Daniel Raskin (Jonny Weston) wants to go to MIT. We know this because the film begins with his video application, where he controls a drone with his fingers using a remote technology he apparently developed between classes at what appears to be the most well-funded public school in Atlanta. (As an interesting side note, even though the film allegedly takes place in Georgia and was filmed there in 2013, none of the main actors have even a hint of a Southern accent.)
At any rate, Daniel soon is accepted to the school—only to find out that they are only offering a $5,000 scholarship. Having never heard of a FAFSA, Daniel’s mother immediately sells their house to fund his education, while Daniel and his irrelevant and interchangeable friends inadvertently discover plans for a time machine buried in the basement.

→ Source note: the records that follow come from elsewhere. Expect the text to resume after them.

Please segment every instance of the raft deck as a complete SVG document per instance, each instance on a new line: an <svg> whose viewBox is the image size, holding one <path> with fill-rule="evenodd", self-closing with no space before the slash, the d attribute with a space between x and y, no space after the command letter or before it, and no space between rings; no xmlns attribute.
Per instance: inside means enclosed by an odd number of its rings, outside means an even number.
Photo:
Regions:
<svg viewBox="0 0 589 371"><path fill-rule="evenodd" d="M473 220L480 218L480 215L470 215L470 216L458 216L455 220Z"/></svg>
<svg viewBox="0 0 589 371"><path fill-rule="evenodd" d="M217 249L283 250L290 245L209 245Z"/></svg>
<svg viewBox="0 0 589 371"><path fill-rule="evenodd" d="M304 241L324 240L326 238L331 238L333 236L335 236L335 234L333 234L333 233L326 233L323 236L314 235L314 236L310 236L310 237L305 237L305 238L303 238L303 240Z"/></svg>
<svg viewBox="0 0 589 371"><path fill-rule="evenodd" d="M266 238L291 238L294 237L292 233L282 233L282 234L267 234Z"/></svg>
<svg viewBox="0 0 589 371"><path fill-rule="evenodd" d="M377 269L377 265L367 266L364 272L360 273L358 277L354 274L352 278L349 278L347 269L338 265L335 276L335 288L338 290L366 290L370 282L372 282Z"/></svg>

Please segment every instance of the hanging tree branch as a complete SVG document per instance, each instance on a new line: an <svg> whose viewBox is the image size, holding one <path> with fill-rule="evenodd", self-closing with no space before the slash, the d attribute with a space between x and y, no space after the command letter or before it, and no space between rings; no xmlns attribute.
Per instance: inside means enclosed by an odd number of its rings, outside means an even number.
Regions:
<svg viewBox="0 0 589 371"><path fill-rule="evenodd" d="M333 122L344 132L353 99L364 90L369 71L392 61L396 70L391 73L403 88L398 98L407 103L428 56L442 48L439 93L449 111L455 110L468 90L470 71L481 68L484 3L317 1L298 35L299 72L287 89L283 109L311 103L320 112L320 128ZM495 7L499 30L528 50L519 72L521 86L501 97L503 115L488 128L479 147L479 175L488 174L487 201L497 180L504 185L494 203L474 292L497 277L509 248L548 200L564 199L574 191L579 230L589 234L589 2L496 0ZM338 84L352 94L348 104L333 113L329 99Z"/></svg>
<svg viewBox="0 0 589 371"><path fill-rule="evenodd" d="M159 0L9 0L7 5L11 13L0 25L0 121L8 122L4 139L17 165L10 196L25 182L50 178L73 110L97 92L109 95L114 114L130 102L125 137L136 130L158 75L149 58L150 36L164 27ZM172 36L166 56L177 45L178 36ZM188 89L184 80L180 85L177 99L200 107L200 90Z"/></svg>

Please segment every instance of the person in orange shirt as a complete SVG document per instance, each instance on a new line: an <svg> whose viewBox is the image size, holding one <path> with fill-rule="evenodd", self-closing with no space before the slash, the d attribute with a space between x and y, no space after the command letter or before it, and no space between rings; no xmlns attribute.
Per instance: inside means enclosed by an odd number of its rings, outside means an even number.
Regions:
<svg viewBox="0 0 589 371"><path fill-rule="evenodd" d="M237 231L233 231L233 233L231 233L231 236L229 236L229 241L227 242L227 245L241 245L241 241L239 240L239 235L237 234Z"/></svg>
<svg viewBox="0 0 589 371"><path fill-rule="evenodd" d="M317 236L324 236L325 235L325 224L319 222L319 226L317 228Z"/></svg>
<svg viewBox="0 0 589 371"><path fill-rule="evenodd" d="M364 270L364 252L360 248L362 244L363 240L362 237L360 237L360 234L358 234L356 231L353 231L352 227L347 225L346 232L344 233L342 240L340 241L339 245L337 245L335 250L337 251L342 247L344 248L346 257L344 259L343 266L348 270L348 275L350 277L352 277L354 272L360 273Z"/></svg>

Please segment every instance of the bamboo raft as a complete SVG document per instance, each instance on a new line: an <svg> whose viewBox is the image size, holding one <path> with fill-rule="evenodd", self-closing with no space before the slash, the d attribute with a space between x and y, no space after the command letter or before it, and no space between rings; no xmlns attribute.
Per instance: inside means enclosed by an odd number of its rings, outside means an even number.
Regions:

If this seems sudden or inexplicable, “Project Almanac” is not the film for you. What follows is a series of teenage wish fulfillment fantasies involving time travel, like punishing a bully or acing a presentation or going to Lollapalooza during fifth period.
These actions supposedly cause a Ray Bradbury-esque change in history, but none of the effects are sufficiently explained, or indeed, even worth mentioning. Each scene jumps from one nonsensical action to the next without any reason, save making sure the movie reaches a contrived and pedestrian conclusion.

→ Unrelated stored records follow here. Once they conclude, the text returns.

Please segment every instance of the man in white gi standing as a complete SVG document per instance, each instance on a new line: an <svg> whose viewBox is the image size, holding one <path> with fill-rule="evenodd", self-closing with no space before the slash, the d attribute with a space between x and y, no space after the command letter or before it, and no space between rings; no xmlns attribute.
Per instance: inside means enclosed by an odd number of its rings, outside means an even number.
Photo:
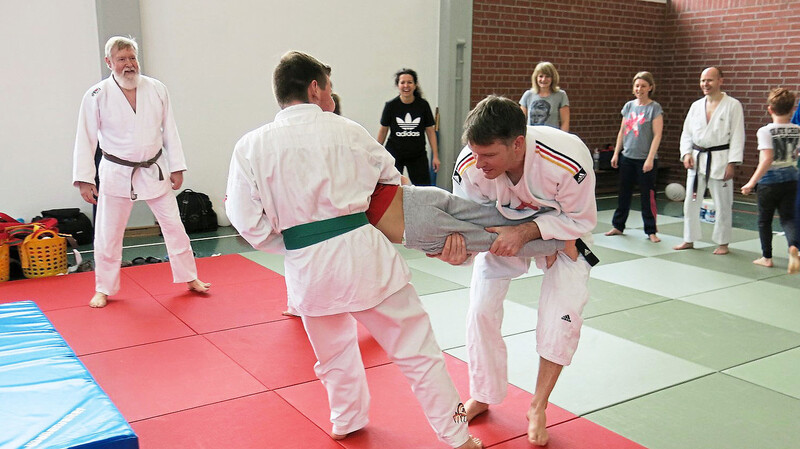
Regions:
<svg viewBox="0 0 800 449"><path fill-rule="evenodd" d="M539 373L527 412L528 441L549 439L545 409L561 370L578 345L581 313L589 300L589 270L597 258L586 246L597 224L592 156L575 135L547 126L526 126L515 102L489 96L467 117L464 147L453 173L453 192L483 204L496 204L507 218L535 216L516 226L487 228L499 235L490 253L475 257L467 316L470 395L467 418L503 401L508 389L507 355L500 326L503 300L512 278L528 271L530 259L514 256L526 242L542 238L571 240L581 256L558 253L544 270L536 326ZM441 259L467 261L463 239L448 237ZM506 256L506 257L498 257Z"/></svg>
<svg viewBox="0 0 800 449"><path fill-rule="evenodd" d="M439 439L482 447L467 432L408 266L364 213L377 183L400 183L393 158L362 126L330 113L330 67L312 56L285 54L273 88L281 111L236 144L225 210L254 248L285 255L289 306L317 356L331 437L369 421L360 322L406 376Z"/></svg>
<svg viewBox="0 0 800 449"><path fill-rule="evenodd" d="M705 96L686 114L681 133L681 161L686 167L683 202L683 243L673 249L694 248L702 238L700 206L706 187L716 208L711 239L719 245L714 254L728 254L733 232L733 175L744 156L744 114L739 100L722 92L722 71L703 70L700 89Z"/></svg>
<svg viewBox="0 0 800 449"><path fill-rule="evenodd" d="M146 201L158 220L174 282L206 292L211 284L197 279L191 243L170 190L181 187L186 161L167 88L139 74L133 39L112 37L105 53L111 75L83 96L72 171L83 199L97 205L96 291L89 305L105 307L108 296L119 291L122 238L136 200ZM94 184L98 143L103 151L99 192Z"/></svg>

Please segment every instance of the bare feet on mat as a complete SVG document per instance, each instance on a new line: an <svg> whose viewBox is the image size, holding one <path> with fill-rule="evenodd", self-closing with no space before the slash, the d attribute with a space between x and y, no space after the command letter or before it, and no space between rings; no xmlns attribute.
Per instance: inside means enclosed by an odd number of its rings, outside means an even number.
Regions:
<svg viewBox="0 0 800 449"><path fill-rule="evenodd" d="M766 257L759 257L758 259L753 261L756 265L761 265L762 267L772 268L772 259L768 259Z"/></svg>
<svg viewBox="0 0 800 449"><path fill-rule="evenodd" d="M789 247L789 274L795 274L800 271L800 254L798 254L796 246Z"/></svg>
<svg viewBox="0 0 800 449"><path fill-rule="evenodd" d="M350 434L349 434L349 433L346 433L346 434L344 434L344 435L340 435L340 434L338 434L338 433L333 433L333 432L331 432L331 438L333 438L334 440L337 440L337 441L338 441L338 440L343 440L343 439L347 438L347 435L350 435Z"/></svg>
<svg viewBox="0 0 800 449"><path fill-rule="evenodd" d="M725 254L728 254L729 252L730 251L728 251L728 244L727 243L724 244L724 245L719 245L717 247L717 249L714 250L714 254L716 254L717 256L724 256Z"/></svg>
<svg viewBox="0 0 800 449"><path fill-rule="evenodd" d="M606 235L622 235L622 231L617 228L611 228L610 231L606 232Z"/></svg>
<svg viewBox="0 0 800 449"><path fill-rule="evenodd" d="M464 408L467 410L467 422L469 422L472 421L472 418L489 410L489 404L469 398L464 404Z"/></svg>
<svg viewBox="0 0 800 449"><path fill-rule="evenodd" d="M350 435L358 432L361 429L363 429L363 427L361 427L359 429L356 429L356 430L354 430L352 432L347 432L347 433L336 433L335 430L331 429L331 433L329 433L328 435L330 435L330 437L333 438L334 440L339 441L339 440L343 440L343 439L349 437Z"/></svg>
<svg viewBox="0 0 800 449"><path fill-rule="evenodd" d="M207 293L208 289L211 288L210 283L203 282L200 279L195 279L192 282L187 282L186 285L189 286L189 290L197 293Z"/></svg>
<svg viewBox="0 0 800 449"><path fill-rule="evenodd" d="M547 444L550 435L547 433L547 415L545 411L536 411L531 407L525 416L528 418L528 442L536 446Z"/></svg>
<svg viewBox="0 0 800 449"><path fill-rule="evenodd" d="M649 238L649 239L650 239L650 241L651 241L651 242L653 242L653 243L658 243L658 242L660 242L660 241L661 241L661 239L660 239L660 238L658 238L658 236L657 236L657 235L655 235L655 234L648 234L648 235L647 235L647 238Z"/></svg>
<svg viewBox="0 0 800 449"><path fill-rule="evenodd" d="M281 315L283 315L283 316L293 316L293 317L300 316L300 315L297 314L297 312L294 309L286 309L283 312L281 312Z"/></svg>
<svg viewBox="0 0 800 449"><path fill-rule="evenodd" d="M467 442L462 444L461 446L458 446L456 449L482 449L482 448L483 448L483 442L478 438L475 438L474 436L470 435Z"/></svg>
<svg viewBox="0 0 800 449"><path fill-rule="evenodd" d="M92 296L92 300L89 301L89 307L105 307L108 304L108 295L105 293L94 292L94 296Z"/></svg>
<svg viewBox="0 0 800 449"><path fill-rule="evenodd" d="M692 242L683 242L680 245L672 247L672 249L678 250L678 251L680 251L682 249L692 249L692 248L694 248L694 243L692 243Z"/></svg>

There might have been a worthwhile movie in the mess that is “Project Almanac,” but any narrative coherence is lost due to it being presented as “found footage.” While this style is meant to add to the verisimilitude of the story, in fact it makes the film nearly unwatchable.
For the story to be told, the film needs the camera to be constantly on, at all times, even when it isn’t clear who is filming who, especially during the tender emotional scenes between starry-eyed teens.
The shakiness of the camera makes it hard to focus on the action and even harder to connect with the characters. This isn’t to say that the characters have much to connect to. They are a collection of clichés, a cavalcade of teenage angst and anxiety. The characters believe that having a girlfriend/boyfriend is very, very important and so is getting people to like you by giving them stuff. In addition, all actions are justifiable so long as no one you like gets hurt and you learn nothing in the process.
The time-travel theories presented in the film are less believable and coherent than anything found in “Bill and Ted’s Excellent Adventure”—it’s almost as if the filmmakers wrote the titles of every time-travel movie ever made on slips of paper, dropped them in a hat, drew them out at random, and combined them into the stupidest script they could imagine.
Of course, this film isn’t aimed at me. It’s aimed at teenagers who think “Looper” is a classic time-travel movie. To that end, the film is successful because the target audience is too busy awkwardly groping each other in the dark to pay attention to the plot.
For those of us who no longer count bases, “Project Almanac” is simply a waste of time and resources.